Quando Gatsu è ormai ridotto allo stremo, Grifis rinasce come Phemt e, come primo atto della sua nuova vita, quasi per consolidare il cambiamento oltre che per prendersi una rivincita sull’amico di un tempo, stupra un’indifesa Caska dinnanzi allo sguardo impotente di Gatsu, tenuto immobile da un Apostolo che gli morde un braccio.

In preda alla collera l’uomo arriva a recidersi l’arto pur di raggiungere l’amata ma viene nuovamente immobilizzato e costretto ad osservare la conclusione dell’atto sessuale.
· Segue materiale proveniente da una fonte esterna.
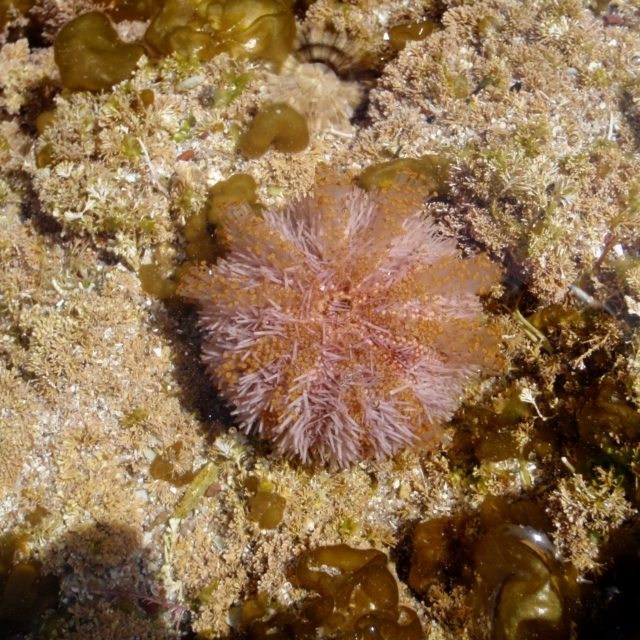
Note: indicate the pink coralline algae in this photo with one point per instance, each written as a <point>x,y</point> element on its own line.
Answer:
<point>344,327</point>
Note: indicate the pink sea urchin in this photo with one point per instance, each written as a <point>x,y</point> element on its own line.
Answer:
<point>345,326</point>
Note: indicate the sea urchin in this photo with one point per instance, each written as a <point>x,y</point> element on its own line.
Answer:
<point>345,326</point>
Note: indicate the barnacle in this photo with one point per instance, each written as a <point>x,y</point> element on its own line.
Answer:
<point>278,125</point>
<point>91,56</point>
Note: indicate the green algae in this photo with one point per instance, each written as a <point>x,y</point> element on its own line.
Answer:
<point>277,125</point>
<point>91,56</point>
<point>203,479</point>
<point>254,29</point>
<point>355,597</point>
<point>432,170</point>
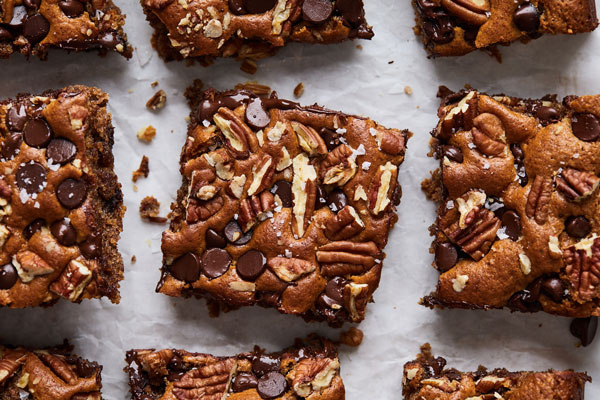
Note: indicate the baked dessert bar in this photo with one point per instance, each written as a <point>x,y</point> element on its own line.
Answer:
<point>457,27</point>
<point>31,27</point>
<point>426,378</point>
<point>519,207</point>
<point>61,205</point>
<point>281,205</point>
<point>48,374</point>
<point>247,29</point>
<point>308,370</point>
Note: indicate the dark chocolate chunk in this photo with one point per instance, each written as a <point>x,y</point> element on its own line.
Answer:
<point>8,276</point>
<point>215,262</point>
<point>71,193</point>
<point>584,329</point>
<point>271,385</point>
<point>37,133</point>
<point>317,11</point>
<point>586,126</point>
<point>186,268</point>
<point>243,381</point>
<point>214,239</point>
<point>64,232</point>
<point>446,256</point>
<point>35,28</point>
<point>31,177</point>
<point>251,265</point>
<point>61,151</point>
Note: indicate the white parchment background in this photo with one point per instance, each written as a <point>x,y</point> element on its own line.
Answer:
<point>339,77</point>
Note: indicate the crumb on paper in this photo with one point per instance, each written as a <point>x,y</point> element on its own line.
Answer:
<point>352,337</point>
<point>299,90</point>
<point>149,210</point>
<point>142,171</point>
<point>249,67</point>
<point>147,134</point>
<point>157,101</point>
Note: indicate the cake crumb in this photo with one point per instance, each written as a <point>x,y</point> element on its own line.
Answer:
<point>299,90</point>
<point>147,134</point>
<point>149,210</point>
<point>157,101</point>
<point>142,171</point>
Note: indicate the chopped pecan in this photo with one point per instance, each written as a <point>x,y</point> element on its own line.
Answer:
<point>304,191</point>
<point>382,187</point>
<point>255,208</point>
<point>309,139</point>
<point>29,265</point>
<point>346,258</point>
<point>290,269</point>
<point>583,267</point>
<point>539,199</point>
<point>577,185</point>
<point>73,280</point>
<point>235,131</point>
<point>338,167</point>
<point>343,225</point>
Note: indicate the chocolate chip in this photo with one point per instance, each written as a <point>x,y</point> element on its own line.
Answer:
<point>71,8</point>
<point>234,234</point>
<point>578,227</point>
<point>526,18</point>
<point>243,381</point>
<point>33,227</point>
<point>71,193</point>
<point>8,276</point>
<point>336,200</point>
<point>214,239</point>
<point>453,153</point>
<point>584,329</point>
<point>283,189</point>
<point>271,385</point>
<point>31,177</point>
<point>61,151</point>
<point>586,126</point>
<point>12,145</point>
<point>215,262</point>
<point>37,133</point>
<point>317,11</point>
<point>265,363</point>
<point>259,6</point>
<point>186,268</point>
<point>256,116</point>
<point>251,265</point>
<point>512,224</point>
<point>446,256</point>
<point>35,28</point>
<point>554,288</point>
<point>64,232</point>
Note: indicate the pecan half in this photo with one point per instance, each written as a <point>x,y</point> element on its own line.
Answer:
<point>577,185</point>
<point>290,269</point>
<point>235,132</point>
<point>304,191</point>
<point>338,167</point>
<point>489,135</point>
<point>73,280</point>
<point>309,139</point>
<point>343,225</point>
<point>347,258</point>
<point>254,209</point>
<point>539,199</point>
<point>583,267</point>
<point>382,188</point>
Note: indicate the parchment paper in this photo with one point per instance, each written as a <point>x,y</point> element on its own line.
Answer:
<point>371,82</point>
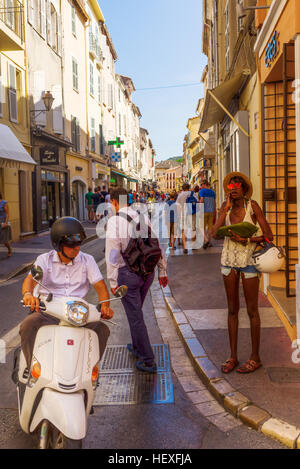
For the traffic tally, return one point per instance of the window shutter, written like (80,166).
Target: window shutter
(39,88)
(73,132)
(48,4)
(12,94)
(58,20)
(73,20)
(30,11)
(75,73)
(43,18)
(57,110)
(1,90)
(93,142)
(77,135)
(99,88)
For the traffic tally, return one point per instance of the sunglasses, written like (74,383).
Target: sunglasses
(235,185)
(72,245)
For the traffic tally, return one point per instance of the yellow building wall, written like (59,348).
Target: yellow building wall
(250,101)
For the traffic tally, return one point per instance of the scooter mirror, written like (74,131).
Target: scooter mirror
(121,291)
(37,273)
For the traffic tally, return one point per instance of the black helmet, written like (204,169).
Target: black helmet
(66,230)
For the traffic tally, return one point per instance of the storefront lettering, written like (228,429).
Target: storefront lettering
(272,49)
(49,155)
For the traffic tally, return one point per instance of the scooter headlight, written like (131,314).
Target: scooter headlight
(77,313)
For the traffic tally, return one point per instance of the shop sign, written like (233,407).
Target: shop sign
(272,50)
(49,155)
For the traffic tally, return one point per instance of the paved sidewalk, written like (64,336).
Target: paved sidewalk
(197,300)
(26,250)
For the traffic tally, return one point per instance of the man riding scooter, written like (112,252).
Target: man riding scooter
(66,272)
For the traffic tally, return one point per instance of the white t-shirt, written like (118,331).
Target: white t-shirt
(73,279)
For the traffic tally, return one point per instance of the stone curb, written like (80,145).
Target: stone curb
(23,268)
(233,401)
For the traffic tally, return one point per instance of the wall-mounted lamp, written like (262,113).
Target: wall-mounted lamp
(241,10)
(48,101)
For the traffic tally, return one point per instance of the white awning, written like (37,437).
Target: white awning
(212,111)
(11,148)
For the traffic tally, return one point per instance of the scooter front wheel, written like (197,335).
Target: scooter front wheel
(52,438)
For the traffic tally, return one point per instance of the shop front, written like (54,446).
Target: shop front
(51,196)
(278,49)
(101,175)
(16,169)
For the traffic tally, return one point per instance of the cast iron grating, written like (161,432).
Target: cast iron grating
(283,375)
(134,388)
(117,358)
(121,383)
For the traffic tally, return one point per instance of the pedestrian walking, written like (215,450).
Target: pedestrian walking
(236,262)
(5,229)
(186,201)
(171,218)
(96,198)
(120,235)
(89,204)
(208,197)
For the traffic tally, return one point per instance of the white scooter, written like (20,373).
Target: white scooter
(55,395)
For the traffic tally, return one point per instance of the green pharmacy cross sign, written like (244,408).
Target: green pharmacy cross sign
(118,142)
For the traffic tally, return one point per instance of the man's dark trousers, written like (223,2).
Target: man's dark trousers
(133,304)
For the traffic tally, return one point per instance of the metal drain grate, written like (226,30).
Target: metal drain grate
(118,359)
(134,388)
(284,375)
(121,383)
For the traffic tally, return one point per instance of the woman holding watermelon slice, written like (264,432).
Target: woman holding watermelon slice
(237,261)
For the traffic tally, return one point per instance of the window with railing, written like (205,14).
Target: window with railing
(11,13)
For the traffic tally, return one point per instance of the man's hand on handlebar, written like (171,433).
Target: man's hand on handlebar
(106,312)
(32,301)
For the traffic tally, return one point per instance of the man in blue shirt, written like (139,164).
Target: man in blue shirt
(208,197)
(171,218)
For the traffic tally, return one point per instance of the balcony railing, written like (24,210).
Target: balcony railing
(94,48)
(11,13)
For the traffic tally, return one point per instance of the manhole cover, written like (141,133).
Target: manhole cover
(121,383)
(284,375)
(134,388)
(118,359)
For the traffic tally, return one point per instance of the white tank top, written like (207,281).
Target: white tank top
(235,254)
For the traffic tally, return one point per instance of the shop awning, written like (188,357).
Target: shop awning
(217,100)
(124,176)
(11,148)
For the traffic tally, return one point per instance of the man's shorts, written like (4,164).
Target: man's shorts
(208,220)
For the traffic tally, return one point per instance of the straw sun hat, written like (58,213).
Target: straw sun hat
(233,174)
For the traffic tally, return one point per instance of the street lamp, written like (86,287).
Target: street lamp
(241,9)
(48,101)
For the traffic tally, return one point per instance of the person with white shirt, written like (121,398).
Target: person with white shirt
(66,272)
(119,232)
La scena, che rappresenta il clou dell’intera saga, è resa in maniera ineccepibile, così come la sequenza successiva nella quale, grazie all’intervento del Cavaliere del Teschio, che attraversa il muro tra i due mondi, Gatsu ed una Caska ormai annientata nel fisico e nell’anima (al punto da non essere, in seguito, nemmeno in grado di riconoscere Gatsu) vengono portati in salvo.

Il film si conclude con l’annuncio dell’inizio dell’Era oscura sulla Terra ed il risveglio di Gatsu che, dopo essersi munito di un braccio sintetico, diviene il cosiddetto “guerriero nero”, un uomo ossessionato unicamente dalla vendetta.

Il terzo capitolo della saga si presenta dunque come il migliore della trilogia, pari e, in alcuni punti, perfino superiore al manga nel trasmettere emozioni allo spettatore. Si può quindi affermare che, nonostante alcuni tagli più o meno discutibili ed un minor approfondimento dei personaggi secondari, l’adattamento cinematografico di Berserk è decisamente riuscito.

Trasferire un capolavoro del fumetto sul grande schermo senza cali di qualità è dunque un’impresa possibile.